Erkka Nissinen has studied at The Slade School of Fine Art in London and gained an MFA degree from the Academy of Fine Arts in Helsinki, Finland in 2001. The multidisciplinary artist’s works often combine moving image, sound and installation, offering critique on contemporary phenomena with a humorous tone, like in The Aalto Natives work chosen to represent Finland at the 2017 Venice Biennale. The project started Nissinen’s collaboration with Nathaniel Mellors.
“Me and Nathaniel Mellors had been wanting to collaborate for a long time.
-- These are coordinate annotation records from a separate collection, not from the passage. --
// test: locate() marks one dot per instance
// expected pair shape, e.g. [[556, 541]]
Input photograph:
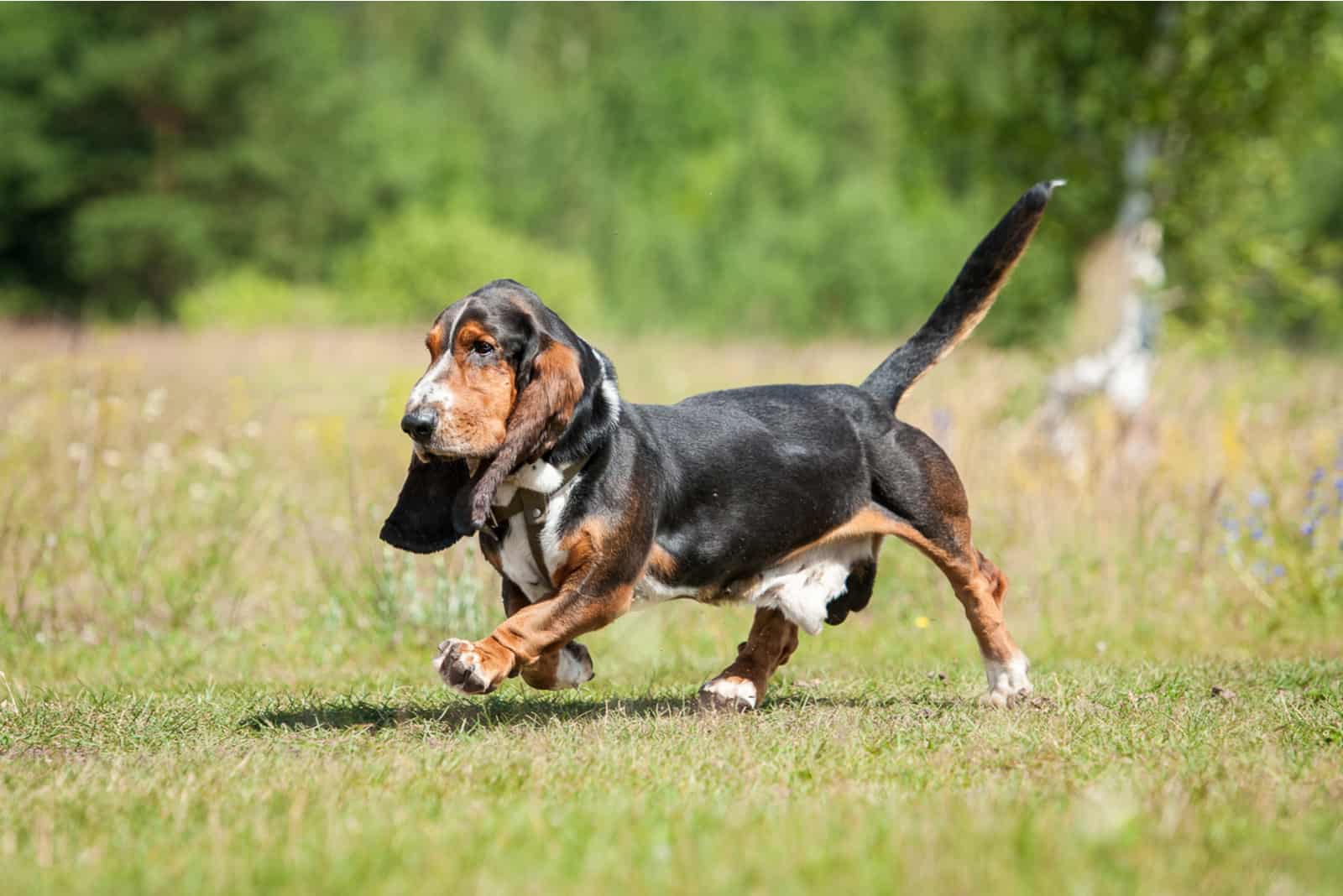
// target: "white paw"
[[460, 665], [575, 667], [1007, 681], [729, 692]]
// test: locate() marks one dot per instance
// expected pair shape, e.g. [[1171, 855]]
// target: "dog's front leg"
[[536, 638], [559, 669]]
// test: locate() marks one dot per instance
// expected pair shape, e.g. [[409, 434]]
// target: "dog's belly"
[[801, 586]]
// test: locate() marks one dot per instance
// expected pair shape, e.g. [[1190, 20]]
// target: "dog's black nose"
[[420, 425]]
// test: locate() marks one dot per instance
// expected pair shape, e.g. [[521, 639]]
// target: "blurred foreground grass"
[[217, 679]]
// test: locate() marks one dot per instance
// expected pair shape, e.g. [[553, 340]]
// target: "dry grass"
[[218, 679]]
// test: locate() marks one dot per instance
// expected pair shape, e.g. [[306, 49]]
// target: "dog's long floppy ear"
[[422, 521], [550, 384]]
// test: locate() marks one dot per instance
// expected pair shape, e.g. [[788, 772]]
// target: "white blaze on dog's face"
[[461, 405]]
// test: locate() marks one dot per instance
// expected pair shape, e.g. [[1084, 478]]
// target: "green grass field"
[[217, 679]]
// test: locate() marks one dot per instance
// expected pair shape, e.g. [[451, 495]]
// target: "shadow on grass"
[[488, 712], [530, 711]]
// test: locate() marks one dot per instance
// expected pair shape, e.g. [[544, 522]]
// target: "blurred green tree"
[[785, 169]]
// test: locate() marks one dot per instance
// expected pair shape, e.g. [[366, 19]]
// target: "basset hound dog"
[[776, 497]]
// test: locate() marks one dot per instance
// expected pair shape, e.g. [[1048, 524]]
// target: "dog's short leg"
[[742, 685], [557, 669], [923, 487], [562, 667], [980, 588]]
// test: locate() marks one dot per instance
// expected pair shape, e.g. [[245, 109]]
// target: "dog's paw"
[[729, 692], [467, 667], [564, 669], [1009, 685]]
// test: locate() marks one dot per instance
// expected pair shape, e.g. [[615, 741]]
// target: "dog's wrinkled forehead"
[[503, 310]]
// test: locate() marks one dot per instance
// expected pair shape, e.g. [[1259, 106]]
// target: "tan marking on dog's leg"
[[742, 685], [980, 588]]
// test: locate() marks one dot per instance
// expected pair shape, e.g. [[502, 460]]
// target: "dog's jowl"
[[778, 497]]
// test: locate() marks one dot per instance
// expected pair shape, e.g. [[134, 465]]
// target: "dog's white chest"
[[801, 588], [515, 550]]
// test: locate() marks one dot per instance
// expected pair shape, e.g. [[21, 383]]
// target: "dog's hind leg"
[[742, 685], [922, 486]]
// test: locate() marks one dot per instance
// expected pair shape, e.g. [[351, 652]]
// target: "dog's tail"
[[966, 302]]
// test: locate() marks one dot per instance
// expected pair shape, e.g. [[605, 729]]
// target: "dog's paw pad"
[[460, 665], [1009, 685], [729, 692]]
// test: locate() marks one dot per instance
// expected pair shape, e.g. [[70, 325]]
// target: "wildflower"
[[154, 405]]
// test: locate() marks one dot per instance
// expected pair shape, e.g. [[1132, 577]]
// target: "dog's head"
[[508, 383]]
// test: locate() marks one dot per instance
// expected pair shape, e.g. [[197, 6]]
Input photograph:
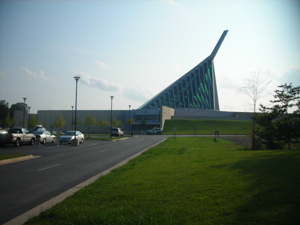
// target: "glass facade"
[[195, 89]]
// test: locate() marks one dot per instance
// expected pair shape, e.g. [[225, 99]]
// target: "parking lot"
[[60, 167]]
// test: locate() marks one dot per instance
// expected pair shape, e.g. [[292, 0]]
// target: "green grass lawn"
[[207, 127], [105, 138], [191, 180], [10, 156]]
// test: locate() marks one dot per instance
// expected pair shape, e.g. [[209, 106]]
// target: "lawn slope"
[[190, 180], [207, 126]]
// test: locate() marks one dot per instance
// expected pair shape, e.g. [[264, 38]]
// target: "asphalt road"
[[24, 185]]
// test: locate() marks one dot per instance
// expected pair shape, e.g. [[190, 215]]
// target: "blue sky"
[[134, 49]]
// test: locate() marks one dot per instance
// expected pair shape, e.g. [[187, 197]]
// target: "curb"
[[18, 159], [52, 202]]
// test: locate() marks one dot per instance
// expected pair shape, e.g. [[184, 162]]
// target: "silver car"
[[69, 135], [44, 136]]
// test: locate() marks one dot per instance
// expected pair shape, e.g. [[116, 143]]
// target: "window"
[[186, 101], [167, 99], [190, 92], [176, 97], [180, 95], [161, 99], [171, 98]]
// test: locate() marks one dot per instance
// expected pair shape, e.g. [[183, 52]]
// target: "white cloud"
[[171, 2], [97, 82], [291, 76], [139, 94], [25, 72], [102, 65]]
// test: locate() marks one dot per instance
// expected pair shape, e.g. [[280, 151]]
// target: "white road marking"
[[48, 167]]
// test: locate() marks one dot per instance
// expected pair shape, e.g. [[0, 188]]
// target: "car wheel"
[[17, 143]]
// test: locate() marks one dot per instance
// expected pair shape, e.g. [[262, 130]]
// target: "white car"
[[44, 137], [69, 135], [155, 131], [116, 132]]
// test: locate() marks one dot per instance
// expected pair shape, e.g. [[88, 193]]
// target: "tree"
[[130, 121], [4, 109], [45, 124], [59, 123], [32, 121], [8, 122], [116, 123], [102, 123], [89, 121], [277, 126], [253, 86]]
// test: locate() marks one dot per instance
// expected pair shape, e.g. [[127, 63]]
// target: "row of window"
[[193, 90]]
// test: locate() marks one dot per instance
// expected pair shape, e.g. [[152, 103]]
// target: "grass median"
[[191, 180]]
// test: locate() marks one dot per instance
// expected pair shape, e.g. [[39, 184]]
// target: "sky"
[[133, 49]]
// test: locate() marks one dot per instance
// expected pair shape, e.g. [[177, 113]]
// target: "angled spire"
[[216, 49]]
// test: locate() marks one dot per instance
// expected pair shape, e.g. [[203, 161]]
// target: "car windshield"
[[69, 133]]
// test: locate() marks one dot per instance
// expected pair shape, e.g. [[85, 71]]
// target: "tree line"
[[276, 127]]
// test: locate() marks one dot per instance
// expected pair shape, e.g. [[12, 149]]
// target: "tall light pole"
[[76, 78], [28, 116], [129, 119], [72, 118], [111, 114], [24, 112]]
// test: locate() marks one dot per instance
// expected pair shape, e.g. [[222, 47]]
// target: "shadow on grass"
[[273, 187]]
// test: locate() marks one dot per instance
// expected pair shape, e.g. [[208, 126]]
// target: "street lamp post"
[[129, 120], [24, 113], [72, 118], [111, 114], [28, 117], [76, 78]]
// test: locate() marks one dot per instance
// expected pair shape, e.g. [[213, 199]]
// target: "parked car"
[[69, 135], [155, 131], [37, 128], [44, 137], [116, 132], [17, 136]]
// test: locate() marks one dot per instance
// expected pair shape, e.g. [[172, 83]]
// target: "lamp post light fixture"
[[24, 113], [72, 118], [129, 120], [28, 116], [111, 115], [76, 78]]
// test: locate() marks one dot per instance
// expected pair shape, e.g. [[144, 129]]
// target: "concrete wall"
[[166, 114], [19, 115], [205, 114], [49, 116]]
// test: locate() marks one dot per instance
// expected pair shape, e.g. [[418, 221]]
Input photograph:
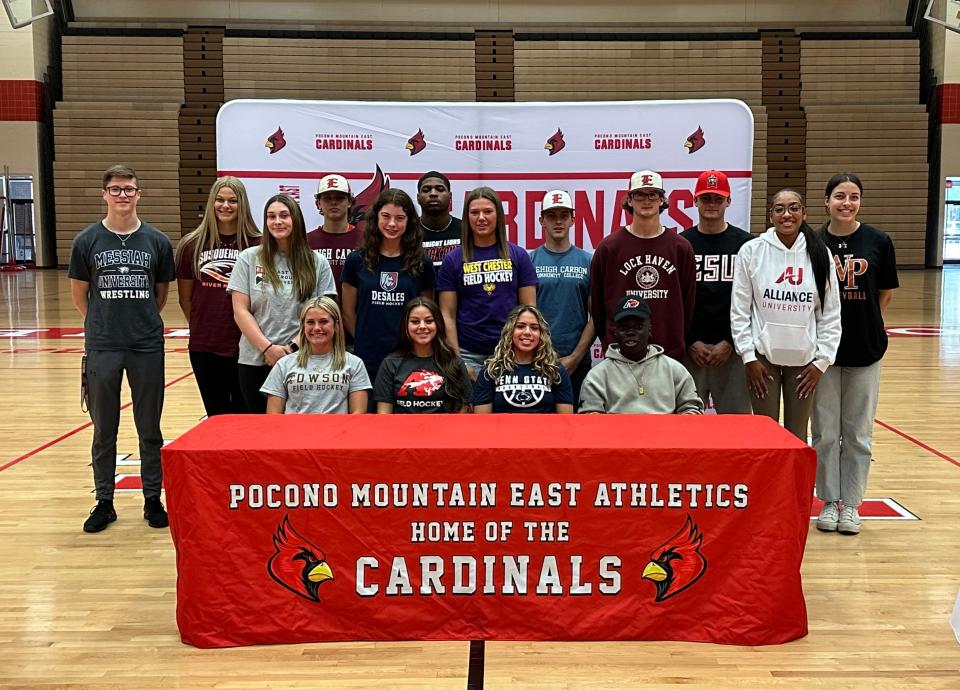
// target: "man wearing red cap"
[[644, 260], [715, 367]]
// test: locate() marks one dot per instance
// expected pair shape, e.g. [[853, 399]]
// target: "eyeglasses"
[[127, 191], [780, 209]]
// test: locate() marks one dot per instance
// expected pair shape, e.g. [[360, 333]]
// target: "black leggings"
[[218, 383], [251, 379]]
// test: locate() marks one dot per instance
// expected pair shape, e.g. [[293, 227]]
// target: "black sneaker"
[[154, 513], [101, 515]]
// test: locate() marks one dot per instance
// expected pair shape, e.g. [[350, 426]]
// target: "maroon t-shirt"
[[212, 328], [335, 247], [661, 269]]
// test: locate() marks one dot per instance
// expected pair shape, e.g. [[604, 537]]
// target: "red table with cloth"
[[297, 528]]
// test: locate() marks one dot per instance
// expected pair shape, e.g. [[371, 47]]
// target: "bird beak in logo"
[[678, 563], [297, 564], [275, 141], [416, 143], [695, 141], [555, 143], [365, 199]]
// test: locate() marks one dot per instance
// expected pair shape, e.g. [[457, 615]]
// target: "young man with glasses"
[[710, 357], [644, 260], [120, 272]]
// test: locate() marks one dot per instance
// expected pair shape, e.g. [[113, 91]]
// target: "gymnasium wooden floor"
[[81, 610]]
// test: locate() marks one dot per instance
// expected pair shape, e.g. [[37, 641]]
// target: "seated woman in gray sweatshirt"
[[636, 377]]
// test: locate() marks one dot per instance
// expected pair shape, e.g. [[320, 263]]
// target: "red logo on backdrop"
[[416, 143], [792, 275], [297, 564], [275, 141], [421, 383], [678, 563], [365, 199], [555, 143], [695, 141]]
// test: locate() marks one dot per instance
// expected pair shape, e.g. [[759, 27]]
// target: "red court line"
[[77, 430], [918, 442], [615, 175]]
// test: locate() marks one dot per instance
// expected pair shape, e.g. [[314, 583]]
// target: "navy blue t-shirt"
[[381, 295], [523, 390]]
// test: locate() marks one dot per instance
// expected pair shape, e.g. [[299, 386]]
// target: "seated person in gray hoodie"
[[636, 377]]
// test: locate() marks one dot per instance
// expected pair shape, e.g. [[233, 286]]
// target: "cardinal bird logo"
[[555, 143], [416, 143], [677, 564], [695, 141], [275, 141], [298, 565], [365, 199]]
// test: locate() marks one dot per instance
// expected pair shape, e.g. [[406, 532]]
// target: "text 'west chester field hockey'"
[[490, 513]]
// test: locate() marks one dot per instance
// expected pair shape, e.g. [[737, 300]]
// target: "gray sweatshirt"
[[614, 386]]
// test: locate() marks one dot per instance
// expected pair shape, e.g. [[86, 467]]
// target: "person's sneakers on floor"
[[849, 522], [154, 513], [829, 517], [101, 515]]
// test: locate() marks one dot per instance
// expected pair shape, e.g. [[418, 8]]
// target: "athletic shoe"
[[154, 513], [849, 522], [101, 515], [829, 516]]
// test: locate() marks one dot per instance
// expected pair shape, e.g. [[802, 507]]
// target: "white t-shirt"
[[277, 311], [316, 388]]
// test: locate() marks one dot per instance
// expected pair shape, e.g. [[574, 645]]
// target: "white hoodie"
[[775, 309]]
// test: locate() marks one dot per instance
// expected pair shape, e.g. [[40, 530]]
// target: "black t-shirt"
[[866, 263], [716, 256], [414, 385], [523, 390], [438, 243]]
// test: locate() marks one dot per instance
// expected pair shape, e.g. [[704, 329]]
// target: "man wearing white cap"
[[563, 290], [711, 360], [644, 260], [336, 237]]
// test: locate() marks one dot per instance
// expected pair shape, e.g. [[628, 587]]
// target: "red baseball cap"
[[712, 182]]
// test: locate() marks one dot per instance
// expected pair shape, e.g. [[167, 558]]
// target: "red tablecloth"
[[294, 528]]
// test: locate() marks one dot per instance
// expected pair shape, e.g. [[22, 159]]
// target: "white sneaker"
[[849, 522], [829, 516]]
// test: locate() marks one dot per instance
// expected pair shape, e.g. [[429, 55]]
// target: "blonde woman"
[[205, 260], [269, 286], [321, 377], [524, 373]]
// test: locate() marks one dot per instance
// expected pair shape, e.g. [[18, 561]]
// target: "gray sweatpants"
[[145, 375], [842, 427], [727, 385]]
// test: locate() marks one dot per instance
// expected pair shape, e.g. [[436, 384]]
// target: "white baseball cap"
[[333, 183], [556, 198], [646, 179]]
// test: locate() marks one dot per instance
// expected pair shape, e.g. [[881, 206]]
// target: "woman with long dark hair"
[[785, 313], [387, 271], [846, 400], [524, 373], [423, 373], [205, 260], [321, 377], [482, 280], [269, 286]]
We didn’t expect our open submission for the Venice Biennale to actually get chosen, but it seemed like a good excuse to finally do something together.”
The winning work The Aalto Natives is a video installation that examines Finnish identity, contemporary Finnish society, nationalism, and religion. The video work explores these sometimes heavy themes in Nissinen’s signature playful and humoristic style. It features two animatronic puppets, alien beings named Geb and Atum, who have created Finland millions of years earlier and are now revisiting the country to explore the culture that has developed since.
“For some reason, the comedic aspects come quite naturally to me. If my work can make people laugh, it at least fulfills the function of being entertaining. Humour makes the themes that I explore in my work more approachable. Laughter is a very immediate, spontaneous reaction.”
During his residency period at the ISCP in New York, Nissinen will continue his collaboration with Nathaniel Mellors. The artist duo will create new narrative video work featuring animatronic puppets. Nissinen is also looking forward to working on a drawing-based installation, something that brings him back to his early interest in making comics. Nissinen views comics and moving image as closely connected mediums.
“Drawing for me is an extremely enjoyable way of making art. It is such a straightforward and simple medium as you don’t need any complicated production technique. It’s a pure pleasure principle.”